[Foyer of the Public Library, St. Petersburg, January 1895. The lamp-smoke mingles with frost drifting through the opened door. Two men—one in an American sack-coat, the other in a threadbare student’s cloak—step aside from the departing crowd.]
George: Mr. Fyodorov, at last. The snow keeps even exiles honest.
Fyodorov: The blizzard is impartial; that is its virtue. I have read your Progress and Poverty on the train from Tambov. You speak of land as mother, yet allow her to keep her dead buried beneath her.
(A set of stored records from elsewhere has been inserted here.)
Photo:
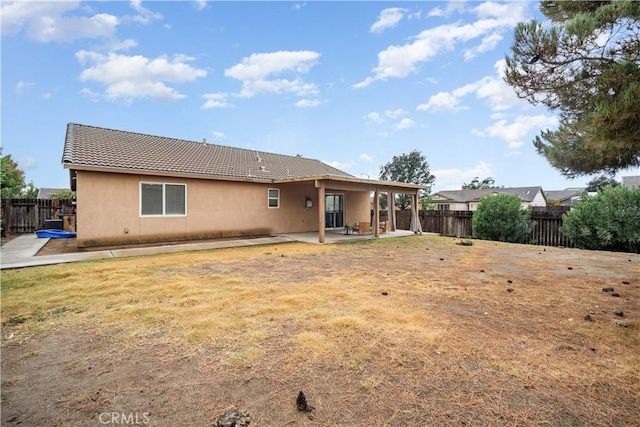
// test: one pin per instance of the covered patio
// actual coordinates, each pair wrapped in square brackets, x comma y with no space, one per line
[328,184]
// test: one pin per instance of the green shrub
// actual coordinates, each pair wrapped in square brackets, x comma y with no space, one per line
[501,217]
[608,221]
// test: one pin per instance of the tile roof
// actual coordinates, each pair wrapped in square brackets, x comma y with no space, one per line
[526,194]
[91,146]
[45,193]
[566,194]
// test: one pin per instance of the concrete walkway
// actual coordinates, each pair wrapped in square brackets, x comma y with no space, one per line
[21,251]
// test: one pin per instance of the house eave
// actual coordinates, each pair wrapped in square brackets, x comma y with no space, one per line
[183,175]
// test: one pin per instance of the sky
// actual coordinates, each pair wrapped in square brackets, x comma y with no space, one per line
[349,83]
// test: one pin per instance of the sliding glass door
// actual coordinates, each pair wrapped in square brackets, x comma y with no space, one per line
[334,210]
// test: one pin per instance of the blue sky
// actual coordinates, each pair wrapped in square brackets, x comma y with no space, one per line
[348,83]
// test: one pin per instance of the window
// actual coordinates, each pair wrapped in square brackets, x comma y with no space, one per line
[274,198]
[163,199]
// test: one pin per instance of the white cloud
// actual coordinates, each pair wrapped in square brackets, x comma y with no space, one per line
[497,94]
[454,178]
[405,124]
[402,60]
[340,165]
[488,43]
[452,6]
[442,101]
[216,100]
[515,131]
[254,73]
[145,16]
[22,85]
[374,117]
[218,136]
[388,18]
[125,45]
[27,163]
[130,77]
[46,22]
[365,157]
[395,114]
[261,65]
[307,103]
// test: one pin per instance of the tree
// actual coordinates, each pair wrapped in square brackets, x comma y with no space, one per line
[11,178]
[31,192]
[501,217]
[584,65]
[476,184]
[600,182]
[409,168]
[609,220]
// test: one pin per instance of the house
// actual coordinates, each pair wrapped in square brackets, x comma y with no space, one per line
[468,200]
[138,188]
[46,193]
[563,197]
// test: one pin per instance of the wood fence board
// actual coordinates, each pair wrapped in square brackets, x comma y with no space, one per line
[547,225]
[28,215]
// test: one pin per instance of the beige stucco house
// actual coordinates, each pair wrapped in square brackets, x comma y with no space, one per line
[136,188]
[468,200]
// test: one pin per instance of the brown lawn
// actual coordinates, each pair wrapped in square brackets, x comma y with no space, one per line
[415,331]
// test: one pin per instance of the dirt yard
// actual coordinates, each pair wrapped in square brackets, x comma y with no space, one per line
[416,331]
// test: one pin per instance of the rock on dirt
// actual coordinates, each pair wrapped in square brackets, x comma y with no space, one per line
[234,417]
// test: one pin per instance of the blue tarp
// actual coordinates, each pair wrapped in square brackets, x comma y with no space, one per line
[55,234]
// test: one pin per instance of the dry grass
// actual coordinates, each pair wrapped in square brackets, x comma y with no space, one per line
[447,344]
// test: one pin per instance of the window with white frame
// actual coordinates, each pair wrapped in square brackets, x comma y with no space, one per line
[273,198]
[162,199]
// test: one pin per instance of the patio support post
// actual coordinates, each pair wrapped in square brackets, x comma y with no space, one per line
[376,213]
[321,215]
[391,210]
[414,202]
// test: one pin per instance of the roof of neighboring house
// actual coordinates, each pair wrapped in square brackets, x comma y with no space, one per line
[526,194]
[631,181]
[566,194]
[45,193]
[96,147]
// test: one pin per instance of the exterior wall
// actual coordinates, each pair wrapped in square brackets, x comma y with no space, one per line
[108,206]
[357,206]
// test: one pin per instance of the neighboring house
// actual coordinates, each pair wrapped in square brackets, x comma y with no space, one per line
[45,193]
[468,200]
[563,197]
[631,181]
[137,188]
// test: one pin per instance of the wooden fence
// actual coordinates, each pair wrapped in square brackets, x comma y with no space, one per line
[547,224]
[29,215]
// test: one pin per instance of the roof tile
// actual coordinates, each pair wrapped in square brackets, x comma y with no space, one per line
[101,147]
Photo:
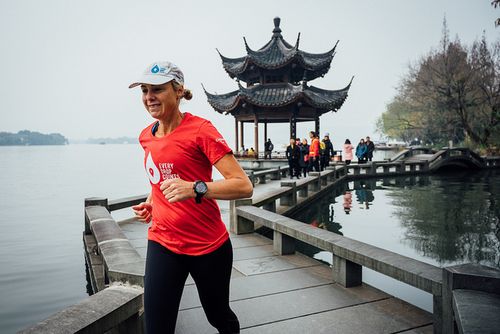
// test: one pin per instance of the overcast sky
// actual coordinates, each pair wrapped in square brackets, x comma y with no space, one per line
[65,65]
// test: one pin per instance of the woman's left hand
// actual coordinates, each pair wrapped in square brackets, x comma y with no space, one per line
[176,190]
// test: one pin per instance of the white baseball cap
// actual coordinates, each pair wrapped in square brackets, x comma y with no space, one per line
[159,73]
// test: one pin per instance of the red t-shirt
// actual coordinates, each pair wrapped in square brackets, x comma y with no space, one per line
[314,148]
[188,153]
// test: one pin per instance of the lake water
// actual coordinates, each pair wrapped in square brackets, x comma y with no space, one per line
[442,219]
[42,268]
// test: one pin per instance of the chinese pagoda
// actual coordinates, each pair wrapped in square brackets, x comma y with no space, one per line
[277,89]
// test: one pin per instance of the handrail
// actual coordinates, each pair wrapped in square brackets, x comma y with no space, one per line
[418,274]
[117,307]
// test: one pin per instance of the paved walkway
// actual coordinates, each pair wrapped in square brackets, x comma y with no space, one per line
[291,294]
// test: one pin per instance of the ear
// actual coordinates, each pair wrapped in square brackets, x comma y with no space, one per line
[180,92]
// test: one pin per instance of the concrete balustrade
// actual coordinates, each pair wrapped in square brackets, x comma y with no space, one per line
[116,309]
[348,255]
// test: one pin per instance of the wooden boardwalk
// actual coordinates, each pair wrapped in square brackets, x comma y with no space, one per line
[291,293]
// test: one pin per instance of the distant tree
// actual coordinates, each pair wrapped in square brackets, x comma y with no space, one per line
[452,93]
[496,3]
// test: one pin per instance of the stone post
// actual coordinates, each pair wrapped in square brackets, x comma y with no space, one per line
[239,225]
[271,206]
[283,244]
[315,185]
[289,199]
[303,191]
[251,176]
[277,174]
[93,201]
[465,276]
[345,272]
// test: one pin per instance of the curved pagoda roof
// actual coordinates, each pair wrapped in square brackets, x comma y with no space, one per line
[279,96]
[279,54]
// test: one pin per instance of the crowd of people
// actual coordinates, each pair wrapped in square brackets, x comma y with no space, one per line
[304,157]
[364,150]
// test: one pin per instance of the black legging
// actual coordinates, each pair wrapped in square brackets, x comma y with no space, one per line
[166,274]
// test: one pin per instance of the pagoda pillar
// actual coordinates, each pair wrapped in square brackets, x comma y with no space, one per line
[236,145]
[242,139]
[256,137]
[265,134]
[293,126]
[316,126]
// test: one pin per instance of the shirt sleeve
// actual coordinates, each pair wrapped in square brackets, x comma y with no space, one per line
[211,142]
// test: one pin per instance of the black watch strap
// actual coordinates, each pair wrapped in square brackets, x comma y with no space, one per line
[200,189]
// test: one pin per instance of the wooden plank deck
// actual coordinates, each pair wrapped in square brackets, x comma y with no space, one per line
[291,293]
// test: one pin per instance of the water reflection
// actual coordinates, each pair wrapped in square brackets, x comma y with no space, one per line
[442,219]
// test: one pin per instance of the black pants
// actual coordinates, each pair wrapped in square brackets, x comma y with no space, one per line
[294,168]
[166,274]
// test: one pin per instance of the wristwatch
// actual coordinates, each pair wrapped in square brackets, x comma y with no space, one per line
[200,189]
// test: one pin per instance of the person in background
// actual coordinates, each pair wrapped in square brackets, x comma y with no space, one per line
[361,151]
[187,235]
[268,149]
[328,151]
[304,157]
[314,152]
[347,151]
[293,156]
[370,147]
[347,202]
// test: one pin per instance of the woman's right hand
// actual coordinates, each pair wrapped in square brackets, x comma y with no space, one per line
[143,212]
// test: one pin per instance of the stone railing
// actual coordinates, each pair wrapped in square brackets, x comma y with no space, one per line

George: Because the living must breathe before they can dig. While rent devours wages, no spade can be raised for resurrection. Lift the tax from labor and capital, place it on ground-rent alone—the earth will become common property, and surplus will flow to every man and woman. Then, with want abolished, we may—if you insist—dig.
Fyodorov: You tax the surface and believe the root thereby heals. Yet the root is mortality itself. Men quarrel over land because they fear the grave more than hunger. Give them the common task of raising the fathers, and rivalry dissolves in the shared spade.
George: But a task without bread breeds priests, not resurrectionists. Your vision is magnificent, yet if one child tonight sleeps hungry while philosophers dream of raising Julius Caesar, what have we gained? The single tax first loosens the grip of the landlord; with that grip gone, mankind turns voluntarily to any grand enterprise you name.
Fyodorov: And if the grip of death is tighter still? Picture Moscow’s zemstvo freed from rent: they congratulate themselves on well-fed infants, who yet grow old and perish. You have fine wheels, Mr. George, but no railway wide enough for the chariot of universal resurrection.
George: Permit me a parable. A village stands on fertile delta land; the silt is life. Yet one absentee landlord exacts half the produce. Villagers cannot repair the seawall; each flood carries coffins seaward before their time. Common rent—returned to the community—builds the wall, saves the living, and postpones the necropolis. Death is delayed by justice.
Fyodorov: Justice delayed is still partial. The wall postpones; the task transfigures. Your rent-reform may spare us a decade, but fraternity forged in digging at gravesites gifts us centuries, even eternity. Land belongs to all only when all belong to one another across centuries.
George: You underrate the practical magnetism of economic reform. The moment every citizen feels the rent-dividend in his pocket, he glimpses the brotherhood of man with the same clarity saints once felt in cathedrals—without waiting for trumpets at the cemetery gate.
Fyodorov: Feeling rent-dividends resembles feeling incense—its sweetness passes. Feeling obligation to the dead endures; it is the smoky fire inside the conscience. An economy can share soil; only a cultus can share time.
George: Then combine them. Distribute the rent, but decree that a tenth part of the surplus finances permanent cemeterial colleges—part-monastery, part-laboratory—devoted to resurrection science. Let the dividend become the tithe of immortality. Without the dividend, the tenth part is stolen by landlords; without the tithe, the dividend breeds mere comfort.
Fyodorov: You offer a treaty between earth-bound economist and heaven-seeking philosopher. I accept the clause, provided we inscribe across every deed: “Land is held in usufruct for the dead as much as for the living.” Your tax becomes a sacrament.
George: Then shake on it, Father Nikolai. The spade needs both bread and blessing.
[They clasp hands, damp with melting snow and ink stains. Outside, the storm relents; over the Neva, the first faint green of electric light dangles like a newly opened question.]